4 - Examining the Role of Individual and Neighborhood-Level Factors in Emergency Department Utilization After Pediatric Firearm Injury
Sunday, April 26, 2026
9:30am - 11:30am ET
Publication Number: 3003.4
Samaa Kemal, Ann & Robert H. Lurie Children's Hospital of Chicago, Chicago, IL, United States; Matt hall, Children's Hospital Association, Lenexa, KS, United States; Elizabeth Alpern, Ann & Robert H. Lurie Children's Hospital of Chicago, Chicago, IL, United States; Sofia Chaudhary, Emory University School of Medicine, Decatur, GA, United States; Peter F. Ehrlich, University of Michigan Medical School, Ann Arbor, MI, United States; Joel Fein, Perelman School of Medicine, Media, PA, United States; Eric Fleegler, MassGeneral Hospital for Children, needham, MA, United States; Kelsey Gastineau, Monroe Carell Jr. Children's Hospital at Vanderbilt, Nashville, TN, United States; Monika Goyal, Children's National Medical Center, Washington, DC, United States; Maya Haasz, Children's Hospital Colorado, Aurora, CO, United States; Stephen W. Hargarten, Medical College of Wisconsin - Milwaukee, WI, Shorewood, WI, United States; Jennifer A.. Hoffmann, Northwestern University, Ann & Robert H. Lurie Children's Hospital of Chicago, Chicago, IL, United States; Christian Pulcini, University of Vermont Larner College of Medicine, Shelburne, VT, United States; Karen Sheehan, Ann & Robert H. Lurie Children's Hospital of Chicago, Chicago, IL, United States; Bonnie Zima, Child Psychiatry, UCLA-Semel Institute for Neuroscience and Human Behavior, Los Angeles, CA, United States; Rachel K.. Myers, Children's Hospital of Philadelphia, Philadelphia, PA, United States
Medical Director, Magoon Institute Ann & Robert H. Lurie Children's Hospital of Chicago Chicago, Illinois, United States
Background: Children who suffer non-fatal firearm injuries have increased return emergency department (ED) visits, yet it remains unclear how community-level factors are associated with children's future ED utilization. The Child Opportunity Index (COI) is a composite measure of neighborhood-level indicators impacting children's health including education, physical environments, and socioeconomic resources. Objective: Our objective was to estimate the association of COI with ED visits within 6 months of a pediatric firearm-related injury. Design/Methods: We conducted a retrospective, cross-sectional study of ED visits for firearm injury among children (0-16 years old) treated at 43 children's hospitals using 2016-2024 Pediatric Health Information System data. The outcome was all-cause ED visits within 6 months of an index injury visit. The exposure was the COI 3.0 quintile for children's home ZIP code at the index visit, with lower scores indicating less opportunity. We used logistic regression models to measure differences in ED visits by COI, adjusting for age, urbanicity, insurance status, and index visit factors including injury severity score (ISS), disposition, length of stay (LOS), intensive care, and surgery. Results: We identified 7,867 firearm injury index visits (Table 1). The median age was 14 years (IQR 10-15), with most children identified as male (78.8%), non-Hispanic Black (63.3%), publicly insured (78.2%), with urban residence (89.7%), and living in low COI neighborhoods (median 18, IQR 6-42). At the index visit, 58.2% required admission, 34.1% surgery, and 16.1% intensive care. Approximately one fifth of children (19.2%) had an ED visit within 6 months of the index visit. In bivariate analyses, ED visits within 6 months were associated with the lowest COI quintile, being non-Hispanic Black, public insurance, living in an urban area, and higher ISS, longer LOS, admission, surgery and intensive care at the index visit (p-values < 0.01). In adjusted analysis for association with ED visits within 6 months (Table 2), residing in the lowest COI neighborhoods trended towards, but did not meet, the threshold for statistical significance (aOR 1.39, 95% CI 0.99-1.95).

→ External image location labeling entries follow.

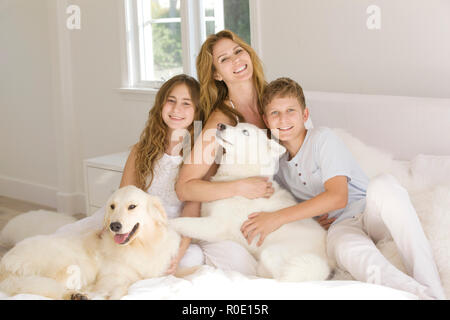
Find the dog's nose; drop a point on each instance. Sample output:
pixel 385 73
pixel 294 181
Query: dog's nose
pixel 115 226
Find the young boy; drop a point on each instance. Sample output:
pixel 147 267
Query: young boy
pixel 322 174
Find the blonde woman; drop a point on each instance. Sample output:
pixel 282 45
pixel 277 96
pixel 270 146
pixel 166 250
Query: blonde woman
pixel 231 85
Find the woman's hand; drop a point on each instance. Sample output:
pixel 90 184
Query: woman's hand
pixel 254 187
pixel 324 221
pixel 262 223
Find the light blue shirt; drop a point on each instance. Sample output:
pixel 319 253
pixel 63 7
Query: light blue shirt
pixel 321 157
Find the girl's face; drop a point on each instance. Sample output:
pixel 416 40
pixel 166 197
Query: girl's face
pixel 178 111
pixel 286 118
pixel 232 62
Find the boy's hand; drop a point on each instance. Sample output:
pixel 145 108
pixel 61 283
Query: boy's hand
pixel 173 265
pixel 176 259
pixel 324 221
pixel 262 223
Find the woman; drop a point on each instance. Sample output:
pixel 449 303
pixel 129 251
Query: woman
pixel 231 84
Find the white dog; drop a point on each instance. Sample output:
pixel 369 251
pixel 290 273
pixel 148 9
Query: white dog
pixel 294 252
pixel 134 244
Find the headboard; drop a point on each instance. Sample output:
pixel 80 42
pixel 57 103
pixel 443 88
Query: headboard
pixel 402 126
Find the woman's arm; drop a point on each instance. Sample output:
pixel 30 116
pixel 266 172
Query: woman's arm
pixel 192 184
pixel 333 198
pixel 129 172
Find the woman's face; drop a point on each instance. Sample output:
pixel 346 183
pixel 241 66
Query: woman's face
pixel 233 64
pixel 178 111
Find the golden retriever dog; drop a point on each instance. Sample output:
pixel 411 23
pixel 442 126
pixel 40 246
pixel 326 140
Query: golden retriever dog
pixel 135 243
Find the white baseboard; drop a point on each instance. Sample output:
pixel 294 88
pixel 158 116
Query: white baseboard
pixel 41 194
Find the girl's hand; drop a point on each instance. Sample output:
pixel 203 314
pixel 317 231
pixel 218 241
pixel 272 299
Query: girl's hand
pixel 262 223
pixel 255 187
pixel 324 221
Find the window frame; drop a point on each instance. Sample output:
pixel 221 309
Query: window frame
pixel 193 34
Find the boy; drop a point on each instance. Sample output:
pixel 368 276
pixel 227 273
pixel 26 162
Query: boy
pixel 322 174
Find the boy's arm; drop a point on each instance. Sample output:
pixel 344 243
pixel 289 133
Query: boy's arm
pixel 333 198
pixel 190 209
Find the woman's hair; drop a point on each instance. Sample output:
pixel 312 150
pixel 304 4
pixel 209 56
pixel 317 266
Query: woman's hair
pixel 153 140
pixel 213 93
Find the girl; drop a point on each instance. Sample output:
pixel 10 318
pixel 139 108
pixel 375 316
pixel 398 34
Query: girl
pixel 153 162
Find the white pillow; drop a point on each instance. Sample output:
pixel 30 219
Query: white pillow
pixel 372 160
pixel 429 171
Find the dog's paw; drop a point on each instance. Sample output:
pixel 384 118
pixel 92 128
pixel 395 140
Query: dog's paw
pixel 78 296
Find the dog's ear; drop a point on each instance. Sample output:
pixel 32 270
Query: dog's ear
pixel 276 149
pixel 160 214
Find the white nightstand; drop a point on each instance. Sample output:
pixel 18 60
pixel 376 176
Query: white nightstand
pixel 102 177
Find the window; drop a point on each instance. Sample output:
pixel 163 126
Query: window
pixel 164 36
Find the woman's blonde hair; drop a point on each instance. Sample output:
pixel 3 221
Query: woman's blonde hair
pixel 154 139
pixel 213 93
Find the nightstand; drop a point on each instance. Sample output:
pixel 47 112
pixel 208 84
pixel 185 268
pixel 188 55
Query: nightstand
pixel 102 177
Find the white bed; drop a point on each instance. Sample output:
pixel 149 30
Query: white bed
pixel 414 131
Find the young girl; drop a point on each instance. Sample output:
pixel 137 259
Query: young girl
pixel 153 162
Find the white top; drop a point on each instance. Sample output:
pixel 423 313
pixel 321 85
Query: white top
pixel 163 184
pixel 323 156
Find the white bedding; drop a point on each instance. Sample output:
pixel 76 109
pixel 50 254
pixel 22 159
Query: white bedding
pixel 427 179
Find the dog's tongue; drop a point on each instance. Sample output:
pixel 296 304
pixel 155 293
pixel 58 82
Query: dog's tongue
pixel 120 238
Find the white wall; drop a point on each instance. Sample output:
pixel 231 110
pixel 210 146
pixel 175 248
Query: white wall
pixel 59 103
pixel 326 46
pixel 27 143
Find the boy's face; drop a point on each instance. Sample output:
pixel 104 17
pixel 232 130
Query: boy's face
pixel 285 118
pixel 178 111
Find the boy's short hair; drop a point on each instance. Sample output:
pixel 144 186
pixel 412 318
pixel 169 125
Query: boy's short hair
pixel 282 88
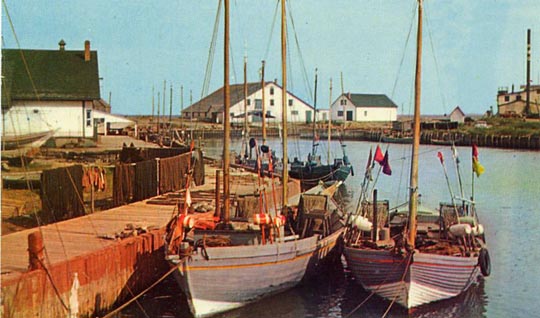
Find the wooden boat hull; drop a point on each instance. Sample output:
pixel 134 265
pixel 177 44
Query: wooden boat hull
pixel 328 250
pixel 414 280
pixel 231 277
pixel 310 176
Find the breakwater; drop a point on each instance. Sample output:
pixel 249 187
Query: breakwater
pixel 445 138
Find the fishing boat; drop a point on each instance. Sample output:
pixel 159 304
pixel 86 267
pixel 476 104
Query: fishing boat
pixel 312 171
pixel 225 265
pixel 22 148
pixel 416 255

Conclusion(s): Among firearm-injured children, all-cause ED visits within 6 months were associated with sociodemographic, treatment, and community-level factors. While individual-level characteristics were more strongly associated with ED visits than community opportunity, future research is necessary to examine how specific community resources (e.g., education, health, socioeconomic) may impact children's likelihood to seek ED care.